GameStop wygadał się, kiedy powinniśmy oczekiwać Injustice 2 i The Legend of Zelda: Breath of the Wild
Ale nie tylko, potrzebowałem konkretnego tytułu. Jest coś o najchętniej pre-orderowanych grach, rozczarowaniach oraz kolejna pozytywna opinia na temat Nintendo Switch.
Jeżeli nie kojarzycie, to na szybko przypominam, że GameStop jest jedną z największych sieci sklepów z grami (lub i największą), jakie znajdziecie mieszkając w Stanach Zjednoczonych. Ponad sześć tysięcy lokali to budzący respekt wynik. Dlatego jeżeli taka sieciówka przeprowadza konferencję finansową (spisaną przez GameSpot), można z niej wyłowić wiele interesujących nas, graczy, rzeczy. Bo wiadomo, że wynikami amerykańskiej firmy nikogo z Was bym raczej nie rozpalił.
Chociaż uznanie nowych Pokemonów za grę roku (najchętniej przede wszystkim pre-orderowaną) jest dla mnie pewnym zaskoczeniem. Rozumiem, iż w Japonii przez sam weekend Sun i Moon poszły już w dwóch milionach egzemplarzy, nie spodziewałem się jednak podobnego szaleństwa i na anglojęzycznej półkuli. Do tej pozycji wrócimy na dłużej przy okazji recenzji, będzie zatem okazja sprawdzić, czy Poksy sobie zasłużyły. Amerykańska sieć jest także rozczarowana wynikami Call of Duty: Infinite Warfare. Konkretnych liczb w tym przypadku brakuje, lecz to kolejny już sygnał, że nareszcie nie tylko narzekaliśmy na CoD-a, ale także odmówiliśmy sobie jego ogrania po premierze.
Za całkiem prawdopodobne możemy za to wziąć, że GameStop wygadał się z premierą The Legend of Zelda: Breath of the Wild. Przynajmniej w tej słabszej i chyba coraz mniej interesującej graczy wersji, na Wii U. Ikonografika, którą widzicie powyżej, zdradza, iż Link w HD trafić miałby na półki jeszcze w pierwszym kwartale 2017 roku.
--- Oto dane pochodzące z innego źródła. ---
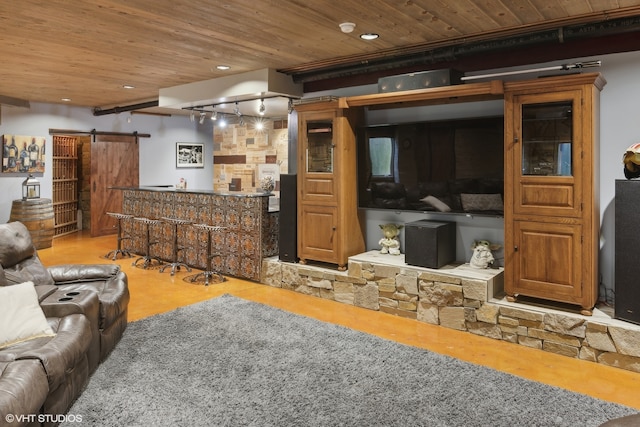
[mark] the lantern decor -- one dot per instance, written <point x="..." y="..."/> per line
<point x="30" y="188"/>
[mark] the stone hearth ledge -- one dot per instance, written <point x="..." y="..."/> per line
<point x="460" y="297"/>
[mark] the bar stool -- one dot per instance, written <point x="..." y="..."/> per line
<point x="119" y="218"/>
<point x="209" y="271"/>
<point x="175" y="264"/>
<point x="147" y="258"/>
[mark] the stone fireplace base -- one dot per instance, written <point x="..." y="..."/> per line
<point x="463" y="298"/>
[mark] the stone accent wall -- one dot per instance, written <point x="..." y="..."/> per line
<point x="462" y="299"/>
<point x="238" y="152"/>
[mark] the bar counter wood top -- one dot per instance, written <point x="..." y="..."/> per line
<point x="250" y="234"/>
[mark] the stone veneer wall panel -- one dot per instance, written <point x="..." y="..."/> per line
<point x="459" y="301"/>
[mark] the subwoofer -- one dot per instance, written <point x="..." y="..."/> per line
<point x="288" y="235"/>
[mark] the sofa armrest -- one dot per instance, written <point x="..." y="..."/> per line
<point x="75" y="273"/>
<point x="64" y="351"/>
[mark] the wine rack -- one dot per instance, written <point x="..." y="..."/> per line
<point x="65" y="184"/>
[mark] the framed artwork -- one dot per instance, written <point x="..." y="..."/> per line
<point x="189" y="155"/>
<point x="23" y="154"/>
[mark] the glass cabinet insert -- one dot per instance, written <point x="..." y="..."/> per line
<point x="320" y="147"/>
<point x="547" y="132"/>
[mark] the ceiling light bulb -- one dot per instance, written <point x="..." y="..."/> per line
<point x="347" y="27"/>
<point x="369" y="36"/>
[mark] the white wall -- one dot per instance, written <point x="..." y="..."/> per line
<point x="157" y="153"/>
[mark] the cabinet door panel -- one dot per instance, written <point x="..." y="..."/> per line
<point x="547" y="260"/>
<point x="553" y="195"/>
<point x="317" y="233"/>
<point x="548" y="137"/>
<point x="319" y="189"/>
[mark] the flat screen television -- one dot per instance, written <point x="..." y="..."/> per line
<point x="447" y="166"/>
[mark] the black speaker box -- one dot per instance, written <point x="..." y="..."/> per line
<point x="627" y="245"/>
<point x="430" y="244"/>
<point x="288" y="235"/>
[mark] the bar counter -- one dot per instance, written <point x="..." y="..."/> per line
<point x="251" y="232"/>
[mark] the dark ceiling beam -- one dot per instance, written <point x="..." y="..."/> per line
<point x="615" y="36"/>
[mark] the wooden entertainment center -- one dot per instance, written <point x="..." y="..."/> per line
<point x="551" y="209"/>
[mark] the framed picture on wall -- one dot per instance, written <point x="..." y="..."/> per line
<point x="189" y="155"/>
<point x="22" y="153"/>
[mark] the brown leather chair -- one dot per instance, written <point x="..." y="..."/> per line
<point x="74" y="284"/>
<point x="23" y="390"/>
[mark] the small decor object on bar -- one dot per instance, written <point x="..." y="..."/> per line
<point x="390" y="242"/>
<point x="30" y="188"/>
<point x="631" y="161"/>
<point x="267" y="184"/>
<point x="482" y="256"/>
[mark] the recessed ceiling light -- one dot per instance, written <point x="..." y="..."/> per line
<point x="369" y="36"/>
<point x="347" y="27"/>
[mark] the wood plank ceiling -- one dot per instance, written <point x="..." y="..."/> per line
<point x="87" y="50"/>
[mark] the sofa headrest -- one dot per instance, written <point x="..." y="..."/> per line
<point x="15" y="244"/>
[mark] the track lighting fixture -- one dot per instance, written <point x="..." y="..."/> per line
<point x="217" y="111"/>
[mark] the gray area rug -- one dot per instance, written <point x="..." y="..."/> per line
<point x="231" y="362"/>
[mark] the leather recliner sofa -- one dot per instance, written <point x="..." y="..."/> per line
<point x="85" y="305"/>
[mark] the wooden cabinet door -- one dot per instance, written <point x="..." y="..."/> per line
<point x="551" y="212"/>
<point x="318" y="157"/>
<point x="547" y="154"/>
<point x="547" y="261"/>
<point x="318" y="239"/>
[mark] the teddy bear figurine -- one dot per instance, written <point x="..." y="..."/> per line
<point x="390" y="243"/>
<point x="482" y="256"/>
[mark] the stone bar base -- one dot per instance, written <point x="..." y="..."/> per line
<point x="462" y="298"/>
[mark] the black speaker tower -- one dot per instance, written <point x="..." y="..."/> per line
<point x="627" y="272"/>
<point x="288" y="233"/>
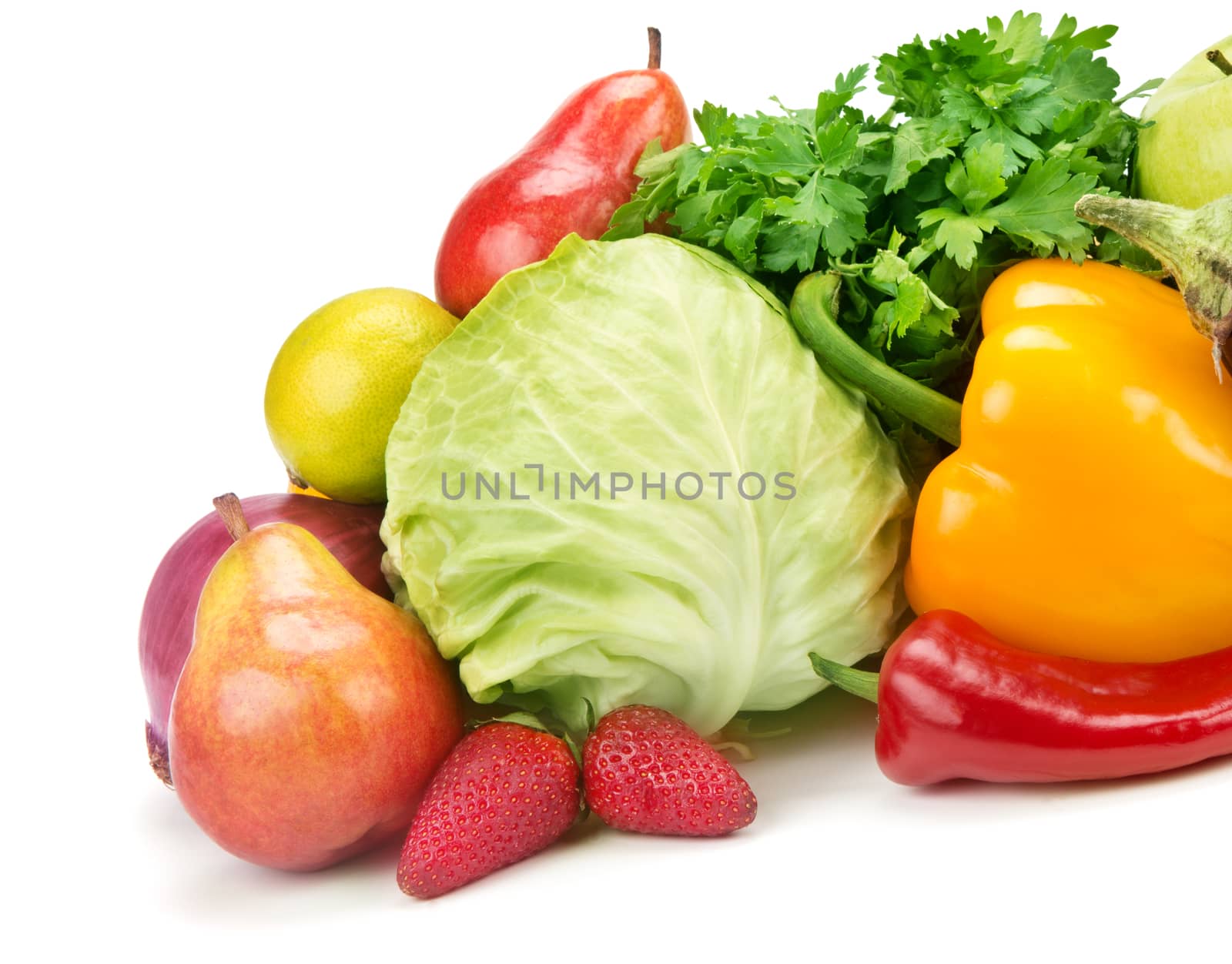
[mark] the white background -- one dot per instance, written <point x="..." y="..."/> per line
<point x="184" y="184"/>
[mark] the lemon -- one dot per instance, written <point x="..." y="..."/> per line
<point x="338" y="383"/>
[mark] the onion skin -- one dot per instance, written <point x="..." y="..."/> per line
<point x="350" y="533"/>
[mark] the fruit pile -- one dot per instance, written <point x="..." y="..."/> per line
<point x="305" y="711"/>
<point x="300" y="714"/>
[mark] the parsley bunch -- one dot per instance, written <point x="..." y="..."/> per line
<point x="991" y="139"/>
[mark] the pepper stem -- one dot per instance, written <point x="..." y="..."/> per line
<point x="815" y="313"/>
<point x="1194" y="247"/>
<point x="858" y="682"/>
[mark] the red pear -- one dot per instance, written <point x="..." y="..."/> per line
<point x="571" y="178"/>
<point x="311" y="713"/>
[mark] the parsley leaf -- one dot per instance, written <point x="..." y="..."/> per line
<point x="987" y="141"/>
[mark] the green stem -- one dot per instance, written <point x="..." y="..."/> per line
<point x="1194" y="247"/>
<point x="1220" y="61"/>
<point x="815" y="313"/>
<point x="858" y="682"/>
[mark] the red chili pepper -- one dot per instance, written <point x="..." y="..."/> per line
<point x="954" y="701"/>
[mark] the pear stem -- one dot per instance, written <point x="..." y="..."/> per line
<point x="232" y="512"/>
<point x="656" y="49"/>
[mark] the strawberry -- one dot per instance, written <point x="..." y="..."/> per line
<point x="504" y="793"/>
<point x="650" y="772"/>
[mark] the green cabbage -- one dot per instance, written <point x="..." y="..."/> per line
<point x="641" y="356"/>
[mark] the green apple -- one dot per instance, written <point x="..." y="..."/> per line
<point x="1186" y="158"/>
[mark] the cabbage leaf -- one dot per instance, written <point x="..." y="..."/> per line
<point x="651" y="359"/>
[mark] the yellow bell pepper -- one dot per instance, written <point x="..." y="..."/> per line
<point x="1088" y="510"/>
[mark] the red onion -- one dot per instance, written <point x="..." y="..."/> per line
<point x="349" y="531"/>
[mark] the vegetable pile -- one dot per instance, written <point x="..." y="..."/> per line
<point x="989" y="139"/>
<point x="638" y="484"/>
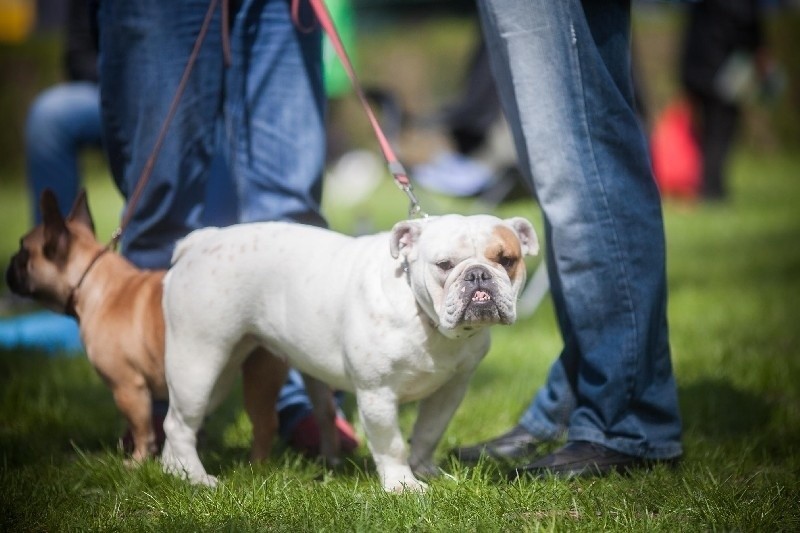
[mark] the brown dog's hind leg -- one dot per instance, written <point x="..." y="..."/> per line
<point x="135" y="403"/>
<point x="263" y="375"/>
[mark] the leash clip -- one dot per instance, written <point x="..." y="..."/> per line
<point x="402" y="181"/>
<point x="414" y="208"/>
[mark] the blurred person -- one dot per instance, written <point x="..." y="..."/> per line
<point x="271" y="103"/>
<point x="65" y="119"/>
<point x="564" y="79"/>
<point x="723" y="50"/>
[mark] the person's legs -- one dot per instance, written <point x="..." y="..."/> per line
<point x="563" y="71"/>
<point x="144" y="48"/>
<point x="274" y="110"/>
<point x="62" y="120"/>
<point x="718" y="130"/>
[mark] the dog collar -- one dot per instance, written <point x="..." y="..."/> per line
<point x="69" y="306"/>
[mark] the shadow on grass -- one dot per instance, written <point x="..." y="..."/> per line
<point x="715" y="409"/>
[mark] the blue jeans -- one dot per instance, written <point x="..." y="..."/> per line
<point x="563" y="73"/>
<point x="63" y="120"/>
<point x="271" y="101"/>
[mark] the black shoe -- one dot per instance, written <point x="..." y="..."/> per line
<point x="584" y="459"/>
<point x="514" y="445"/>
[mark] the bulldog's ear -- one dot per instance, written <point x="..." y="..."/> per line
<point x="56" y="235"/>
<point x="80" y="211"/>
<point x="526" y="234"/>
<point x="404" y="234"/>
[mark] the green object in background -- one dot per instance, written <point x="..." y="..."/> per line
<point x="336" y="81"/>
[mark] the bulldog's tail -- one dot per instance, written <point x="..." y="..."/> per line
<point x="190" y="240"/>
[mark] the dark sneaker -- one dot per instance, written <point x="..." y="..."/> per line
<point x="513" y="445"/>
<point x="584" y="459"/>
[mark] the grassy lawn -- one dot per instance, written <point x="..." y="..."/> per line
<point x="734" y="271"/>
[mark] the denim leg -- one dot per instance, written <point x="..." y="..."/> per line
<point x="563" y="72"/>
<point x="275" y="114"/>
<point x="61" y="121"/>
<point x="144" y="47"/>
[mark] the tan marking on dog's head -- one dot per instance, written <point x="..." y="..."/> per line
<point x="505" y="250"/>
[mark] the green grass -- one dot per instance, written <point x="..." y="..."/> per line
<point x="734" y="272"/>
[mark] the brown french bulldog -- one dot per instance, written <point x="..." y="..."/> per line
<point x="61" y="265"/>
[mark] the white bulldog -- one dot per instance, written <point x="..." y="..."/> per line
<point x="394" y="317"/>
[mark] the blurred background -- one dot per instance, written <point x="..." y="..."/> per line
<point x="415" y="57"/>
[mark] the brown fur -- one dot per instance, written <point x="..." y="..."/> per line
<point x="118" y="307"/>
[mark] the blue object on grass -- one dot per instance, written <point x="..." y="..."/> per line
<point x="46" y="331"/>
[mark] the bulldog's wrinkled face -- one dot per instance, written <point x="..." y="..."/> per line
<point x="45" y="263"/>
<point x="466" y="272"/>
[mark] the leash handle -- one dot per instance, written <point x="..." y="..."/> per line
<point x="395" y="167"/>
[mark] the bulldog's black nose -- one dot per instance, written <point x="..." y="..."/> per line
<point x="477" y="274"/>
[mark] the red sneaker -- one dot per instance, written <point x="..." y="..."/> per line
<point x="305" y="436"/>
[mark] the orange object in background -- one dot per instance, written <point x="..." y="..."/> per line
<point x="677" y="159"/>
<point x="16" y="20"/>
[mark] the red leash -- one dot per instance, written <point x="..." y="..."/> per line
<point x="326" y="21"/>
<point x="395" y="167"/>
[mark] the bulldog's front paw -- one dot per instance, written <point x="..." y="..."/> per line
<point x="402" y="480"/>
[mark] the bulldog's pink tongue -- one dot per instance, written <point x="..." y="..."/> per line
<point x="481" y="296"/>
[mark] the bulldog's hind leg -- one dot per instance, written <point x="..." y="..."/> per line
<point x="324" y="405"/>
<point x="193" y="372"/>
<point x="263" y="375"/>
<point x="378" y="410"/>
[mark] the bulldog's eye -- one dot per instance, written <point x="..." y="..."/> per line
<point x="445" y="266"/>
<point x="507" y="262"/>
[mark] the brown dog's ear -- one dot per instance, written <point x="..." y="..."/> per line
<point x="80" y="211"/>
<point x="56" y="235"/>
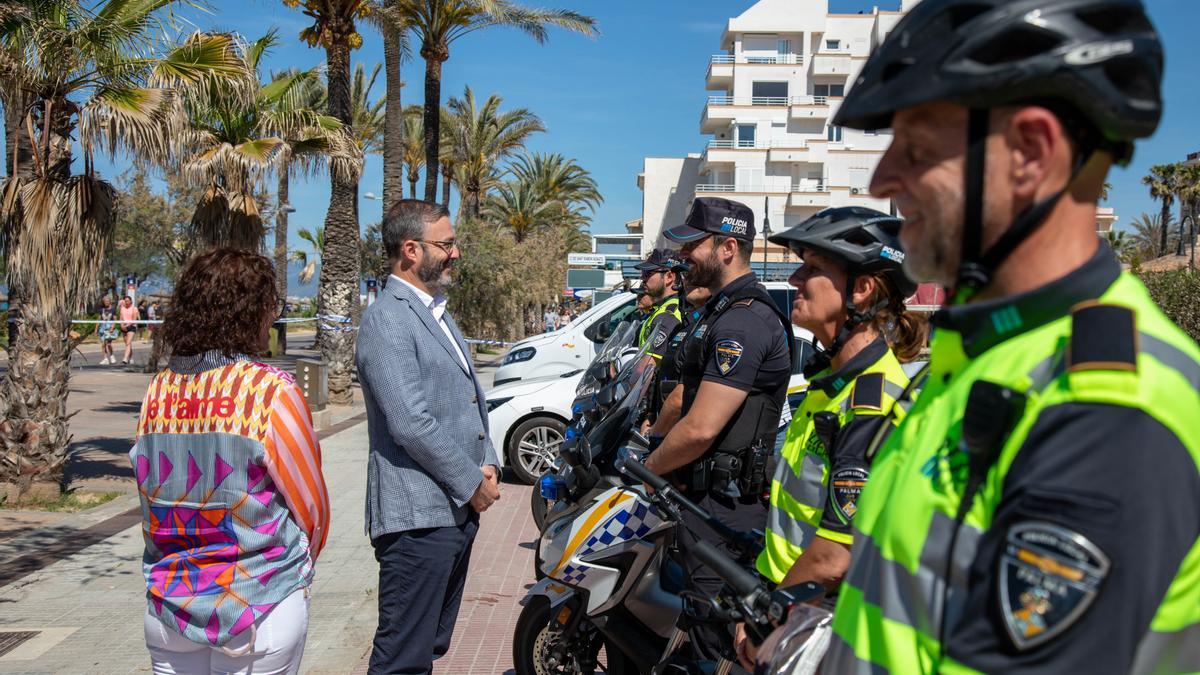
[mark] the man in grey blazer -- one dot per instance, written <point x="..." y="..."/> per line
<point x="432" y="467"/>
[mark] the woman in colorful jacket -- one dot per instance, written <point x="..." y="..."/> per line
<point x="233" y="501"/>
<point x="850" y="294"/>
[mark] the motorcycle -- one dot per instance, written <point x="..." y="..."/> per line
<point x="610" y="583"/>
<point x="604" y="386"/>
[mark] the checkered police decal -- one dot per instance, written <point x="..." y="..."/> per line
<point x="622" y="526"/>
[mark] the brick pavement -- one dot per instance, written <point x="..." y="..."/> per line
<point x="89" y="604"/>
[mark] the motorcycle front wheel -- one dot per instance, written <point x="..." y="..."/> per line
<point x="535" y="641"/>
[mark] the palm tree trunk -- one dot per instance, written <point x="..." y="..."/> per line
<point x="34" y="435"/>
<point x="281" y="255"/>
<point x="432" y="120"/>
<point x="340" y="260"/>
<point x="1167" y="215"/>
<point x="394" y="120"/>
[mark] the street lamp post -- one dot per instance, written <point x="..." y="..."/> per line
<point x="766" y="233"/>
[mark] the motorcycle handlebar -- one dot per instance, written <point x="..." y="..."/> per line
<point x="666" y="491"/>
<point x="742" y="581"/>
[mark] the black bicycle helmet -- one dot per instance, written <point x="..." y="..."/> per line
<point x="867" y="242"/>
<point x="1102" y="58"/>
<point x="1097" y="64"/>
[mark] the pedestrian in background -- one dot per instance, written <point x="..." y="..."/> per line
<point x="107" y="330"/>
<point x="432" y="469"/>
<point x="129" y="314"/>
<point x="143" y="311"/>
<point x="234" y="509"/>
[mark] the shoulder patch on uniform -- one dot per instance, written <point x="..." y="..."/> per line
<point x="868" y="392"/>
<point x="729" y="353"/>
<point x="1049" y="577"/>
<point x="845" y="487"/>
<point x="1102" y="338"/>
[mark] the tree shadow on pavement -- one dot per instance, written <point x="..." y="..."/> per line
<point x="100" y="458"/>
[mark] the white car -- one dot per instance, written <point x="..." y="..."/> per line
<point x="528" y="419"/>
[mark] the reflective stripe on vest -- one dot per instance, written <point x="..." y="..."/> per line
<point x="669" y="305"/>
<point x="889" y="614"/>
<point x="801" y="483"/>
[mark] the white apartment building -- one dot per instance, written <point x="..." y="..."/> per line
<point x="775" y="88"/>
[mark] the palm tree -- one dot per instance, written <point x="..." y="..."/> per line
<point x="95" y="76"/>
<point x="238" y="132"/>
<point x="413" y="150"/>
<point x="310" y="264"/>
<point x="1189" y="199"/>
<point x="481" y="137"/>
<point x="310" y="94"/>
<point x="334" y="30"/>
<point x="1120" y="242"/>
<point x="516" y="207"/>
<point x="559" y="179"/>
<point x="369" y="117"/>
<point x="439" y="23"/>
<point x="1161" y="181"/>
<point x="396" y="49"/>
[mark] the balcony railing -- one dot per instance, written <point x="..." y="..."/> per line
<point x="718" y="144"/>
<point x="771" y="59"/>
<point x="768" y="101"/>
<point x="803" y="186"/>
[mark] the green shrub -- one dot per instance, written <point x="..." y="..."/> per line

Przed premierą Nintendo Switch? Biorąc pod uwagę plan całego roku przerzucania ekskluzywnych pozycji na nową konsolę, nie byłoby to wcale tak nielogiczne. Zwłaszcza że brak Breath of the Wild w pozycjach startowych dla Switcha został już potwierdzony. Na zdjęciu znajdziecie również Injustice 2 w drugim kwartale 2017 roku - to też fajny przeciek, bo dotychczas nie znaliśmy nawet przybliżonej daty premiery.
Paul Raines, jeden z szefów sieci, dołącza także do wąskiego grona wpływowych osób, które publicznie wyrażają swój podziw dla nadchodzącego sprzętu Nintendo (po szefach Bethesdy i Ubisoftu). "Grałem na Switchu kilka tygodni temu i wierzę, że to może być technologia, która po raz kolejny rozszerzy świat graczy". Dowiedzieliśmy się, że według ankiety przeprowadzonej wśród klientów GameStopu, 27% zapytanych ma zamiar kupić Switcha, a liczba zamówień przedpremierowych równa się z tą, jaką w podobnym okresem przed swymi narodzinami miał Xbox One. Czy Nintendo satysfakcjonowałby obecny wynik Microsoftu? W porównaniu do poprzedniej konsoli - na pewno. Ale widać, że tym razem znowu liczą na sukces-fenomen, jak lata temu z Wii.
No i teoretycznie amerykańska sieć radzi sobie coraz gorzej. Spadek całkowitej sprzedaży o niemal trzy procenty to pewnie niefajna sprawa. Ale wynik na wysokości 1,96 miliarda dolarów i tak robi całkiem niezłe wrażenie.